Replacing export volumes to China for a second consecutive year could be challenging for New Zealand without access to a large market- a market like Russia. As of late, the U.S. Dairy Export Council reported that New Zealand intends to send an envoy to Russia to discuss releasing the ban on 61 Kiwi plants that has been in place since the 2013 botulism scare. That said, should Fonterra desire to export to Russia, they’ll find that they already have some approved plants. Given the size of these facilities, it’s quite possible that New Zealand could consolidate volume to begin exporting products. A few months ago it seemed Russia could hardly afford Kiwi dairy products, however, improved oil prices and a stable ruble could make purchases possible at the onset of the new season.

Additionally, without Chinese purchases returning to trend, New Zealand may have to look at altering its product mix. At year end March 2015, whole milk powder (WMP) revenues accounted for 40.2% of total export revenue. Butter, anhydrous milk fat (AMF), and cream was the second largest category with 15.8% of total revenue and all other products accounting for the remaining 46%. China accounted for 29% of New Zealand’s WMP exports. While New Zealand successfully backfilled exports intended for China, continuing to rely on the United Arab Emirates, Algeria, and a wide variety of Southeast Asian countries could be difficult, if not impossible to repeat. Likely, if New Zealand were to export dairy products to Russia there could be a greater emphasis on cheese and butter, suggesting lower amounts of WMP, but with the potential for more skim milk powder (SMP) being available to markets.
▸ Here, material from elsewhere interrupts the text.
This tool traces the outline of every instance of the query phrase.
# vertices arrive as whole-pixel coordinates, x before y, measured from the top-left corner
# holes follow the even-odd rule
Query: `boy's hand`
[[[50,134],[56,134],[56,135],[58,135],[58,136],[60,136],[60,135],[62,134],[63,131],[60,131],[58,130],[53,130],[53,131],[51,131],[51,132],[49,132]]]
Gaining access to Russia and shifting product mix could indeed support MPI’s forecast for higher prices.

But the more interesting topic could be the potential for lower milk output in New Zealand. Simply, MPI expects higher cow numbers but lower milk solids per cow. Although New Zealand slaughter is running 24% higher than the prior season, through April, cow exports to China are well off pace. During the past year, China has signed several agreements with Uruguay, Argentina, and other nations to source cows, leaving the more expensive New Zealand cows at home. As a result, the historically high culling has had little impact on New Zealand’s potential milking herd for the 2015/16 season. In fact, MPI forecasts New Zealand’s milking herd to stand at 5.31 million head for next season, up 2.5% from the current season. However, MPI expects 2015/16 season milk solids to reach 1.833 million kilograms (kg), down 1.35% from this season. Some reports suggest New Zealand farms are reducing the intensity of dairying in the next season. Said another way, New Zealand dairy farms could reduce supplemental feed in order to cut costs during the second year of low milk prices. Without grains or palm kernel expeller (PKE) in the feed ration and relying more on pasture, cows will tend to produce lower components in the milk. Additionally, these cows could be more susceptible to adverse weather in dry conditions that affect the pastures. Poor pasture quality without supplemental feed could cause output per cow to decline. However, current conditions in New Zealand suggest pastures, for now, are in good shape for the start of the next season. At the very least, the latest MPI forecast has market watchers paying attention.